The students who most need coding skills are the most likely to drop out before week two, not because of the material but because of the setup.

Generation 2:
Cloud-hosted Solutions

Cloud-hosted vs. local

A full IDE in a browser tab, No local installation, Familiar workflows for staff, GPU access in some tiers: Powerful, but rented.

4 forces that made it possible

  • Cheap elastic compute after AWS EC2 (2006)
  • A browser capable of hosting a real editor
  • Containers (Docker) to reproduce environments at scale
  • A teaching audience beyond computer science that could not be asked to configure toolchains, then a remote-learning shock in 2020

Cloud IDEs were not a new idea. They were the moment when all four became simultaneously true.

Focus on MyBinder

MyBinder packages a GitHub repository into a live, reproducible environment behind a single URL.

Used in production for DCU R Tutorials and DCU Python Tutorials:

  • one click from the course site to a running session
  • no accounts, no installation
  • reproducibility pinned in the repository

But the foundations are shared, public, and free.

Focus on MyBinder

Open in new tab ↗

Limits of cloud-hosted solutions

  • Cold-start delays of 30 seconds to several minutes
  • Capacity limits on the public service
  • Outages at unfortunate moments (week-12 demo day)

Generation 3:
WebAssembly in the browser

WebAssembly in the browser

A new substrate: full language runtimes compiled to WebAssembly, executing inside the learner’s browser tab (webR for R and Pyodide for Python).

No server. No login. No install.
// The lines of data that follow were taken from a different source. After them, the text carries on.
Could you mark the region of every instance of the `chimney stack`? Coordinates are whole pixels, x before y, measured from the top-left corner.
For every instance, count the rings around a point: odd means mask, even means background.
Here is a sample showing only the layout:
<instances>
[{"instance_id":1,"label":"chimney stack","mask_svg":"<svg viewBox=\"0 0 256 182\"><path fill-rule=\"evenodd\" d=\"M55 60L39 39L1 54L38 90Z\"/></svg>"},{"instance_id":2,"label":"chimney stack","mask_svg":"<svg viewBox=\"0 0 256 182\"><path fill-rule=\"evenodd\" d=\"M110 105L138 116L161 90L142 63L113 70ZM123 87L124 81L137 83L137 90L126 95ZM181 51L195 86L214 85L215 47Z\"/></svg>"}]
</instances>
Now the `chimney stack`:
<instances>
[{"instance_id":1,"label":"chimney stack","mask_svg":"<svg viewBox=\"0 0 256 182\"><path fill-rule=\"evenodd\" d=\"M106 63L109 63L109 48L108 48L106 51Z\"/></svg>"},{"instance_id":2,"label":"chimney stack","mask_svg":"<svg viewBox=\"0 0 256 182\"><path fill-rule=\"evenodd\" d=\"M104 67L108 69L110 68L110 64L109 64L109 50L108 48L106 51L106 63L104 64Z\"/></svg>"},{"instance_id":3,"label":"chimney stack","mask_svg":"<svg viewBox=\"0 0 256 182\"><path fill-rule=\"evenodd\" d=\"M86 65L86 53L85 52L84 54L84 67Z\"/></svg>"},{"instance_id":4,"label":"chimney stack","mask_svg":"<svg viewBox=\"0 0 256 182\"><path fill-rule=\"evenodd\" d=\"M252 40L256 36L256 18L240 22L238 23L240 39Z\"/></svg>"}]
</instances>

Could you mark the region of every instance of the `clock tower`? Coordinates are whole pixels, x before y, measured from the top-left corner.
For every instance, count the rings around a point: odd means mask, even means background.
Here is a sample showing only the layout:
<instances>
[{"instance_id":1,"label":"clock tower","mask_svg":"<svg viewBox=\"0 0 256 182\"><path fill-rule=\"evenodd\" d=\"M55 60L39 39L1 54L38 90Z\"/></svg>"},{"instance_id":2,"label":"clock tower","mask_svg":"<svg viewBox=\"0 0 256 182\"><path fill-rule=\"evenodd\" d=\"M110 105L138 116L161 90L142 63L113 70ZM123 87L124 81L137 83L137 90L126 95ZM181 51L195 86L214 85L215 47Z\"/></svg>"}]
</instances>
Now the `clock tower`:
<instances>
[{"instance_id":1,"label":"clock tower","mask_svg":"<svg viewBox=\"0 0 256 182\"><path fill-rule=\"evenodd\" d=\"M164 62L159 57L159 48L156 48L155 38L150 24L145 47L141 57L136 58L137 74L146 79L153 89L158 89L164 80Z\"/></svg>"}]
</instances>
Just a URL.

Quarto Live: the glue

The Quarto Live extension embeds editable, executable code cells inside static HTML documents, powered by webR and Pyodide.

  • author once in Markdown
  • publish anywhere static files are served (e.g., GitHub Pages, …)
  • learners hit Run and the cell evaluates client-side

Live demo: webR in the slide

Edit the code below and press Run Code.

Running entirely in your browser. No server was contacted to draw that plot.

Final thoughts

Pedagogical affordances

  • Exercise scaffolding: starter code, hints, blanks
  • Reactive outputs: change a parameter, redraw a plot
  • Inline narrative: prose and code on the same page

What this changes for educators

  • Lower hosting cost: static files only
  • Higher shareability: a link is the whole artefact
  • Easier reuse across institutions and languages

Equity for learners is, quietly, also equity for the educators who build and share resources.


Thanks for your attention

and don’t hesitate to ask if you have any questions!